Peter: Wir wollen ein Handling des wieder erstarkten Flugverkehrs. Spätestens im Herbst sollten wir beginnen. Es wäre genug Zeit, aber die Verhandlungen werden dauern. Wir gestehen dem Flughafen den Sommerurlaubs-Verkehr zu, er soll ja nicht in Konkurs gehen. Man kann aber Schwerpunkte besser verhandeln, wenn man sie noch nicht am Kopf hat.
Am Flughafen wird oft die wirtschaftliche Komponente in den Vordergrund gestellt.
Peter: Den Arbeitgeber-Faktor halte ich für überschätzt. 15.000 Personen sind natürlich nicht nichts, viele kommen aber nicht aus dem direkten Umfeld. Der Flughafen ist aber natürlich ein Wirtschafts- und Tourismusfaktor, wir wollen ihn ja nicht zusperren. Flugzeuge sind für lange Strecke ein zeitsparendes Verkehrsmittel. Aber um der Arbeitsplätze wegen, hat man keinen Flughafen. Alle Verkehrsträger sollten sich die Frage stellen, ob es so weitergehen kann oder sagen, dass dieses Wachstum nicht normal war. Die Massenfliegerei ist ein Phänomen der 1990er-Jahre. Früher sind die Menschen mit dem Auto in den Urlaub gefahren, aber ist das Auto besser?
Der Ursprung des Dialogforums ist die Idee einer dritten Piste. Damit hängen auch Themen wie der Umweltfonds zusammen.
Peter: Für 2020 gab es über den Umweltfonds noch Auszahlungen, jetzt zahlt der Flughafen aber nicht mehr ein. Erst wieder im Fall eines Baubeginns für die dritte Piste. Es werden auch keine Projekte mehr genehmigt. Zentral wäre, wenn der Flughafen sagen würde, welche Parameter es für die dritte Piste genau braucht. Ich reiß mich nicht um sie - sie schafft Belastungen, aber auch Entlastungen etwa für Margarethen, Kleinneusiedl oder Trautmannsdorf. Aber: Die dritte Piste macht ein Kapazitätstor auf. Vielleicht kann der Flughafen ja sagen, er braucht die dritte Piste, schöpft die Kapazität aber nicht aus. Zustände wie in London-Heathrow brauchen wir nicht (Anm.: Am britischen Hauptstadtflughafen gab es 2018 rund 475.000 An- und Abflüge, zum Vergleich: 2019 waren es in Schwechat rund 266.000).

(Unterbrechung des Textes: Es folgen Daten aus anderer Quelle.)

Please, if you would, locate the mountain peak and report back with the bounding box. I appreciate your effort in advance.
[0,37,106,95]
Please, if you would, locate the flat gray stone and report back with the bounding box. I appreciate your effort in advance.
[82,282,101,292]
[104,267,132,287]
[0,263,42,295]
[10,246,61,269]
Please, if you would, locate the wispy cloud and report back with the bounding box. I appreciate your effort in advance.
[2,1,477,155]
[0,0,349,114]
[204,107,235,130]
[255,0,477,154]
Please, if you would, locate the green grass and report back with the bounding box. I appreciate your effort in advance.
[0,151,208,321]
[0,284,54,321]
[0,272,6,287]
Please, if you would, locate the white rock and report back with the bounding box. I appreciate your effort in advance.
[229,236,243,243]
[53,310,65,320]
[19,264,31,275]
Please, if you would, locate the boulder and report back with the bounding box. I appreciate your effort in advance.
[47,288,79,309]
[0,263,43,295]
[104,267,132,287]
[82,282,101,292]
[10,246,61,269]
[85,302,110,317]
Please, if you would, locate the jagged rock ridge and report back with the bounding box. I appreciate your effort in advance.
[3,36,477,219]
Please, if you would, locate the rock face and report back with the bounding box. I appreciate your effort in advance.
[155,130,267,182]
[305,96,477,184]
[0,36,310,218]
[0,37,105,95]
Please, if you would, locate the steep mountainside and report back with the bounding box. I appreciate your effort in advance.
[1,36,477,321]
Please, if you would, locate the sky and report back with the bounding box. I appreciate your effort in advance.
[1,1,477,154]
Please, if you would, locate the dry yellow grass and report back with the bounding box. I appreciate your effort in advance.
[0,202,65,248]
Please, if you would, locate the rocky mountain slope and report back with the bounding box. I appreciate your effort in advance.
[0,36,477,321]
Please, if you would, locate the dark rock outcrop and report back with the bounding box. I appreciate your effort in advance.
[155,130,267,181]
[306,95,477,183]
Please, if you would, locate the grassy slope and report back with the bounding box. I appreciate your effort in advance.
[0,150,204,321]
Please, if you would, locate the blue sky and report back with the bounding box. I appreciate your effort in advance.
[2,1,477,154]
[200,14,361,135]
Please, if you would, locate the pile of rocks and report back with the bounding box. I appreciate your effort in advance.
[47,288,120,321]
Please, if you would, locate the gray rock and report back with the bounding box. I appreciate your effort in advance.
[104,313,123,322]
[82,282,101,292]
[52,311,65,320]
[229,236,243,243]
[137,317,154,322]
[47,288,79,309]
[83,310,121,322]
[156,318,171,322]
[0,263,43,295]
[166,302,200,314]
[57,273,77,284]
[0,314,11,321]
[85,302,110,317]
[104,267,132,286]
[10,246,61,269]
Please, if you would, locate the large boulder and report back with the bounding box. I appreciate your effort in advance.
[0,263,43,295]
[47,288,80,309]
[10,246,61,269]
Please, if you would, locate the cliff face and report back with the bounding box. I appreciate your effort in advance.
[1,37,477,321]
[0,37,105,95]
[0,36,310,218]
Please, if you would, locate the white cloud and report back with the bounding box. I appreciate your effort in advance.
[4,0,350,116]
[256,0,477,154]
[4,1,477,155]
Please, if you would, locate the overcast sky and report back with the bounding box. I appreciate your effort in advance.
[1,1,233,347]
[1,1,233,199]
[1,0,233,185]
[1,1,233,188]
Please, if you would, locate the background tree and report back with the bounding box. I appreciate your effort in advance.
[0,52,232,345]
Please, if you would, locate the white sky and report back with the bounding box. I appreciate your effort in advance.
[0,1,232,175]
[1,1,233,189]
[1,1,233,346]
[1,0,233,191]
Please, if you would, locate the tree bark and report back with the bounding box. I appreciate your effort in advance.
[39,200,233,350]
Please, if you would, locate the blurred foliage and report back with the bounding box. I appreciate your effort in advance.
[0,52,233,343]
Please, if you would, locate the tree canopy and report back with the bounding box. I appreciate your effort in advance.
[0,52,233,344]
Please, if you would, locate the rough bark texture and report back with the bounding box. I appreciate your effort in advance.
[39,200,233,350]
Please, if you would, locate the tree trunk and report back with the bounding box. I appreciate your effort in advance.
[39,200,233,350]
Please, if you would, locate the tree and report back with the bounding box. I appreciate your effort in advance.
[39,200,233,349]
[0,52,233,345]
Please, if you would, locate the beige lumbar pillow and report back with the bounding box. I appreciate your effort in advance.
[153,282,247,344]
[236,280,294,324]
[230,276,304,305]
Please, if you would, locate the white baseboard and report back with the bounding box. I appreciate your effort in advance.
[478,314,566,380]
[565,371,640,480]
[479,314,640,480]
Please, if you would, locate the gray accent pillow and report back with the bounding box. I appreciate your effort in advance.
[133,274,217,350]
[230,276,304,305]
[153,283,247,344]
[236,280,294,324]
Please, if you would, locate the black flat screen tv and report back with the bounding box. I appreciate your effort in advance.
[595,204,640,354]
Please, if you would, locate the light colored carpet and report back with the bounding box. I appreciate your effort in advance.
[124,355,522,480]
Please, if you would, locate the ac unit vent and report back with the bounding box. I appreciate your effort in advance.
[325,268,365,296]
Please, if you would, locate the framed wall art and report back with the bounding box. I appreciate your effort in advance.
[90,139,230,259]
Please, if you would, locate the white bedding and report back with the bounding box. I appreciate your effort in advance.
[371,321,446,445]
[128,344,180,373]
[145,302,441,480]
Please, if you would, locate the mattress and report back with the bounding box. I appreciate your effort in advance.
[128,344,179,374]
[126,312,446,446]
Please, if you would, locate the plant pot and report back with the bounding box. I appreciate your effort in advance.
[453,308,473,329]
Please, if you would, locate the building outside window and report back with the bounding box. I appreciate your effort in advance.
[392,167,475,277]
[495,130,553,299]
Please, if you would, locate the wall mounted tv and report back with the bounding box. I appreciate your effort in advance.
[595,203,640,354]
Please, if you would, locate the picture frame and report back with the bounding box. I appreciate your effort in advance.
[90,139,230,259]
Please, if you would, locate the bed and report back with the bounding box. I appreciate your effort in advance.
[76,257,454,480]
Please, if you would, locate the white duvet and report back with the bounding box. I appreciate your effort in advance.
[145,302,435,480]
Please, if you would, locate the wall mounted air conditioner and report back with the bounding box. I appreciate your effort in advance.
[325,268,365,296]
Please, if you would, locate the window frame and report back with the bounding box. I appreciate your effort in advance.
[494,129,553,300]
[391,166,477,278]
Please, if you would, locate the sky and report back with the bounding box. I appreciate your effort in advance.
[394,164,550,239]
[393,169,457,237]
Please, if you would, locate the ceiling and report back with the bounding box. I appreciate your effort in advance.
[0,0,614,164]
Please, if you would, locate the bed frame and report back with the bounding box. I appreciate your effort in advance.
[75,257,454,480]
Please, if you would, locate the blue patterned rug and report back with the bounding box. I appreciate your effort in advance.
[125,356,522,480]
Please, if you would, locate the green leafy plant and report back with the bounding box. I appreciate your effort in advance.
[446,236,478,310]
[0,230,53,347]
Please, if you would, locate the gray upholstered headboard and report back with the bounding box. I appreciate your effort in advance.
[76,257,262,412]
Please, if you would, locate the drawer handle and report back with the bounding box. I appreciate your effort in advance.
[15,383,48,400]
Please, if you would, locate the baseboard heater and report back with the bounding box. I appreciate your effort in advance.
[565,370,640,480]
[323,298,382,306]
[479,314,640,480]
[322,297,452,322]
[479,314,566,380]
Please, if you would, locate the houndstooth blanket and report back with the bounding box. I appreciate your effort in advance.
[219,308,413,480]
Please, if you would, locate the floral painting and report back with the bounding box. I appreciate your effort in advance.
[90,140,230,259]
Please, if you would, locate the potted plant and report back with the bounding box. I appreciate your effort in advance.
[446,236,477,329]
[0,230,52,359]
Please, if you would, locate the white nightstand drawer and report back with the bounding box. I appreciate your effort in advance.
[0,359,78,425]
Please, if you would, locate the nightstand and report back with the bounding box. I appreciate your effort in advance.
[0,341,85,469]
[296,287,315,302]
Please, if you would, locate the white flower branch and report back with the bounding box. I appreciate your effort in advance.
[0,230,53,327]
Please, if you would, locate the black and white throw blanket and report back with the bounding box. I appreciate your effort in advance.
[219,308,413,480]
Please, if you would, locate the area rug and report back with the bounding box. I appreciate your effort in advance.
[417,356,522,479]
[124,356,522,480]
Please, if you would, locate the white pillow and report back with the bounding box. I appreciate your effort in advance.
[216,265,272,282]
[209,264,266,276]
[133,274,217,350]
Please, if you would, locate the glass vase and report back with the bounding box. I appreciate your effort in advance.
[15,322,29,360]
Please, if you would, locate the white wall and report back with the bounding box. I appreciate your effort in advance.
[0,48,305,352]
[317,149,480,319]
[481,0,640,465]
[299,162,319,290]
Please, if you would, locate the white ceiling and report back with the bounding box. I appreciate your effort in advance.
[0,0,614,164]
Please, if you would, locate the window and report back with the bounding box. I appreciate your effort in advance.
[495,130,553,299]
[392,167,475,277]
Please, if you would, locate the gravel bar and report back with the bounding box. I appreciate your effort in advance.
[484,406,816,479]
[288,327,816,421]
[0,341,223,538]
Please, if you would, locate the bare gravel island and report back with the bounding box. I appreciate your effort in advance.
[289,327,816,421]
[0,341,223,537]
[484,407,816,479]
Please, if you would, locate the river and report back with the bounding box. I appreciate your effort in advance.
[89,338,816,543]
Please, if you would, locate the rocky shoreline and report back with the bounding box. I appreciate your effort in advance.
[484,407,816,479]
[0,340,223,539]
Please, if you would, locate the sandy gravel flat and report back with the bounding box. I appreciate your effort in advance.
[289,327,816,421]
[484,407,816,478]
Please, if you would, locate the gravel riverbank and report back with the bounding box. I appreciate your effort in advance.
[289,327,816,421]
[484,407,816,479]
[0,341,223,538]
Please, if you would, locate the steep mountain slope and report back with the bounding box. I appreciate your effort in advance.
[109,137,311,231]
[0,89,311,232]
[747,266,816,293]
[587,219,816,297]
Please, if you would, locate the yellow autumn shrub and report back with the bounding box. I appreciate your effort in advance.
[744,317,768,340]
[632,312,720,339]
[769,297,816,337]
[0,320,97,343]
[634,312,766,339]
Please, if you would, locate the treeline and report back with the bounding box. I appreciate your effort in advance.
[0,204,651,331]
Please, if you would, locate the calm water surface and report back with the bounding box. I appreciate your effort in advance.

Welchen Stellenwert nimmt das Dialogforum aus Ihrer Sicht ein?
Peter: Das Dialogforum ist ein Unikat - europaweit und vielleicht sogar weltweit. Im Dialogforum gibt es das untergeschrieben Gesetz, dass so lange verhandelt wird, bis eine Einigung erzielt wurde. Das ist manchmal mühsam, bringt aber einen Erfolg. Wir müssen pfleglich damit umgehen, das ist allen bewusst. Wir als ARGE sind seit 20 Jahre, inklusive der fünf Jahre Mediationsverfahren, dabei. Den Bürgerinitiativen sind bereit, sich damit abzufinden, dass nicht 100 Prozent ihrer Ziele erreicht werden können. Aber ein Teil, das gilt auch für den Flughafen. Dieser Bereitschaft zum Kompromiss fehlt manchmal bei anderen Bürgerinitiativen.